El testigo Rodolfo declaró que el día de los hechos, sobre las 2:00 horas, vio a través de su ventana a su vecino Abilio pasar corriendo dirección a la casa de Lorena , que se asomó y vio en la puerta de la casa de Lorena a Abilio , estando la puerta ya ardiendo; que las puertas de sus otras dos vecinas también estaban ardiendo.
Asimismo, junto a la declaración de los testigos que ven al acusado en el lugar de los hechos cuando las puertas están ardiendo, consta acta de inspección ocular obrante en el folio 10 de las actuaciones, no impugnada por las partes, que deja constancia de que las puertas de las viviendas en cuestión estaban incendiadas de la mitad para abajo y en la base había restos de esponjas empapadas en gasolina.
El acusado negó ser autor del incendio que nos ocupa, porque el día de los hechos, sobre las 2:00 horas estaba durmiendo en su casa con su esposa e hija. Sin embargo, como verifica la Juez a quo, su versión de los hechos resulta contradicha por Dña. Lorena y D. Rodolfo , al manifestar haber visto al acusado en el lugar de los hechos, en concreto, Lorena declaró que en la misma puerta de su vivienda cuando estaba ardiendo ésta y las puertas de sus vecinas, y Rodolfo que lo había visto momentos antes correr en dirección la casa de Lorena y después correr en dirección a su casa. Además, su propia esposa declaró que no podía descartar que su marido no hubiera salido del domicilio la misma noche en que tuvieron lugar los incendios.

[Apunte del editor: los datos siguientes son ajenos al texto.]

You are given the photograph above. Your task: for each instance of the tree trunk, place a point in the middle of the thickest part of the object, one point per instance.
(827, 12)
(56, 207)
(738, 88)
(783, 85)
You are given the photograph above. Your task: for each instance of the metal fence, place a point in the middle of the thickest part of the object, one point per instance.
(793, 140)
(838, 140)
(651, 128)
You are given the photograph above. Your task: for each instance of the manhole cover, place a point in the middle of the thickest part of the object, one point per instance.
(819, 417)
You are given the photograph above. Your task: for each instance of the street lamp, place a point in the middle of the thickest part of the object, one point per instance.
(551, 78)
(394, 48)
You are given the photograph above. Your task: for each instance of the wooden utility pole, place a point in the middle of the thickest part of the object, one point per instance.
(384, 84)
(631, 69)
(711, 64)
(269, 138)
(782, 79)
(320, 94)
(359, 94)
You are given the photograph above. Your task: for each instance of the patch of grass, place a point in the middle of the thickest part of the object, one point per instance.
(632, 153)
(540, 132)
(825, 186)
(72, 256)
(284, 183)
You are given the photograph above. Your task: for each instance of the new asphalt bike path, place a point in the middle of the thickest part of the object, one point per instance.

En resumen, la inexplicada presencia del acusado en el lugar de los hechos en el momento en que estaban ardiendo las puertas de las viviendas; la ausencia de cualquier otra causa posible origen del fuego; la conducta huidiza del acusado al ver a su vecina, junto con la ausencia de cualquier otra persona en las inmediaciones, y las malas relaciones existentes, son indicios que estimamos plenamente acreditados en base a la prueba practica, y dado su número, interrelación y conexión con el hecho delictivo, estimados que son suficientes para llegar al convencimiento preciso en sede penal para fundamentar la condena del acusado.
En suma atendiendo a los principios sentados por la jurisprudencia del T.S sobre la prueba de indicios como fuerza suficiente para enervar la presunción de inocencia, junto con las pruebas practicadas debe desestimarse el recurso de apelación interpuesto, ya que la parte apelante en suma discrepa de la valoración de la prueba realizada por la juzgadora q quo, bajo los principios de inmediación, pretendiendo sustituir su legítima apreciación de la prueba por la valida valoración de la misma realizada en la sentencia recurrida; siendo ajustada la misma y procediendo la confirmación de la resolución recurrida.
CUARTO:En consecuencia, procede la desestimación del presente recurso y la confirmación de la sentencia apelada, con declaración de oficio de las costas de esta alzada conforme a lo dispuesto en los artículos 239 y 240-1º de la Ley de Enjuiciamiento Criminal .
Vistos los artículos citados y demás de general y pertinente aplicación.
Fallo
Que con desestimación del recurso de apelación interpuesto por la representación procesal de D. Abilio contra la sentencia dictada el 3 de marzo de 2015 por el Juzgado de lo Penal Nº 5 de Murcia, en el Juicio Oral nº 365/2013 -Rollo Nº 112/15 -, DEBEMOS CONFIRMAR Y CONFIRMAMOS dicha resolución, con declaración de oficio de las costas de esta alzada.
Contra esta sentencia no cabe recurso alguno.
Devuélvase la causa al Juzgado de procedencia con certificación de la presente resolución.
Así por esta nuestra sentencia, de la que se llevará testimonio al Rollo de Sala, lo pronunciamos, mandamos y firmamos.